Many users may not even realize that they have Java installed on their PCs. It typically comes pre-installed on new machines and it’s one of the many applications and plug-ins that run in the background and escapes the notice of typical users. Java does not, however, escape the notice of attackers. It’s one of their favorite targets, for a variety of reasons, not the least of which is the fact that it’s installed on hundreds of millions of machines and has a slew of vulnerabilities.
Once upon a time, Java was ubiquitous online and users needed to have it installed in order to browse the Web. But that’s no longer the case, and users would do well do disable Java or uninstall it altogether. Security experts recommend that, unless you have a specific need for Java, you disable it, at a minimum.
“We’ve been telling folks to disable Java 10 times a year for the past couple of years now,” HD Moore, a well-known security researcher, said. “It’s really to the point where you should be telling people to keep it disabled all the time.”
Java vulnerabilities often are used in attacks known as “drive-by downloads” in which exploit code for a given flaw is loaded onto a Web site and then used to take advantage of the vulnerability present in a user’s browser.
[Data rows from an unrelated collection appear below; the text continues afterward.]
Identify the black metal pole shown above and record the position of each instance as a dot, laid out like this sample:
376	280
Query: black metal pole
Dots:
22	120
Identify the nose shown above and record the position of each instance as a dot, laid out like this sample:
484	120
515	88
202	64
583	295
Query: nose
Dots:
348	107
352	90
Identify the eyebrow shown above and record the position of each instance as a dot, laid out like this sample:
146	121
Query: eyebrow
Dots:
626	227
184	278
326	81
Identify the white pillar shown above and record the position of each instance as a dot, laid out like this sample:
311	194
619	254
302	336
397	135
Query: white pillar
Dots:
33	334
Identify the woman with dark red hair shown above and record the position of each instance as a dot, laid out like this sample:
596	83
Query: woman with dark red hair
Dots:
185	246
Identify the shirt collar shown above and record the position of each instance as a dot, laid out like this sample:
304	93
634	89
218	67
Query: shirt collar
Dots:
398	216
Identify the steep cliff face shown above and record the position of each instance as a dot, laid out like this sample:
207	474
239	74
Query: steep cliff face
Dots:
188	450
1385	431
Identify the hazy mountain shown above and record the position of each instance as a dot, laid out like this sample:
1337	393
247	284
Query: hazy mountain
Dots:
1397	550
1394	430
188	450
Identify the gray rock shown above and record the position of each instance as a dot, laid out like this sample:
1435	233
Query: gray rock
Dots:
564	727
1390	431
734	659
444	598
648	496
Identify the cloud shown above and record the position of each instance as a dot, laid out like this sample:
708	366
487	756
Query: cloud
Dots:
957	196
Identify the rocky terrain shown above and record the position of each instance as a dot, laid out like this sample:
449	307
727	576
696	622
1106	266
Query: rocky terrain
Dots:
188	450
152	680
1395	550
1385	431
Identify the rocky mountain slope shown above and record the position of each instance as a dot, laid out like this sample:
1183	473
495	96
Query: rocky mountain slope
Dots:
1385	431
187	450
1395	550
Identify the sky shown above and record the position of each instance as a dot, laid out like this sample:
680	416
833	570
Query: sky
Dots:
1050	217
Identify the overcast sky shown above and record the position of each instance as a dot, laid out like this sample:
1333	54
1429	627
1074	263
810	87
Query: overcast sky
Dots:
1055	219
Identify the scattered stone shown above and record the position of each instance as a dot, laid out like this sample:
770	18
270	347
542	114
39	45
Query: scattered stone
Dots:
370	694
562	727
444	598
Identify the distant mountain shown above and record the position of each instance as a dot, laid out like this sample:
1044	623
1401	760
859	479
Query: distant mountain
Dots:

This happens in the background, without the user’s knowledge, and the result is that malware ends up on the victim’s machine and then can be used to steal information silently.
The good news is that users of Kaspersky Lab’s antivirus software and security software have been protected against exploits for the latest Java vulnerabilities for several weeks, thanks to the Automatic Exploit Prevention technology.
“The first appearance of the exploit’s prevention in our KSN community seemed to be January 6th. But as we dig back further, we find related samples from mid-December. So, we have been preventing this 0day in particular for quite some time,” Kurt Baumgartner, a Kaspersky Lab researcher, wrote in an analysis of the recent attacks.
If you’re still running Java, the best advice is to ensure that your security software is up-to-date and that you are conscientious about updating Java whenever a new version is available.